And we'll pull it apart and dissect and dissemble and drop dye on it and inspect under the microscope and put it back together with baling wire and chewing gum and go have some wings and a beer afterward.
I personally like to accelerate the discussion to the speed of light and slam it into another discussion so I can measure what strange new discussion particles are created in the resulting explosion.
In this manner I hope to discern the beginning of discussion itself.
Or destroy us all with Gray Discourse.
{{{Aims}}} What's wrong? Anyone we can smite for you?
Just being nibbled to death by ducks.
Prepare the duck smasher!!1!
Stoopid ducks should go pick on someone else for a while.

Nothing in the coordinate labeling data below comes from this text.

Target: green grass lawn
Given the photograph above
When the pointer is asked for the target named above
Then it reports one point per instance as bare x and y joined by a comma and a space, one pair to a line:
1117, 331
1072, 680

I personally like to accelerate the ducks to the speed of light and slam them into other ducks so I can measure what strange new duck particles are created in the resulting explosion.
In this manner I hope to discern the beginning of ducks.
It's petty and wrong of me to take so much delight in seeing my sister, and oldest brother, both of whom used to not only be skinny but make fun of my pudge, wearing double chins, isn't it?
No!
One of the merriest parts of Christmas this year was my Sister and some old friends and me sitting around talking about how Mary C_______ had gotten fat. None of us had friended her (since she is no doubt still evil) but we had all seen her Facebook picture.
Basically, you sneer and call me fat for a decade plus don't expect me to be gracious behind your back when you show up with batwings.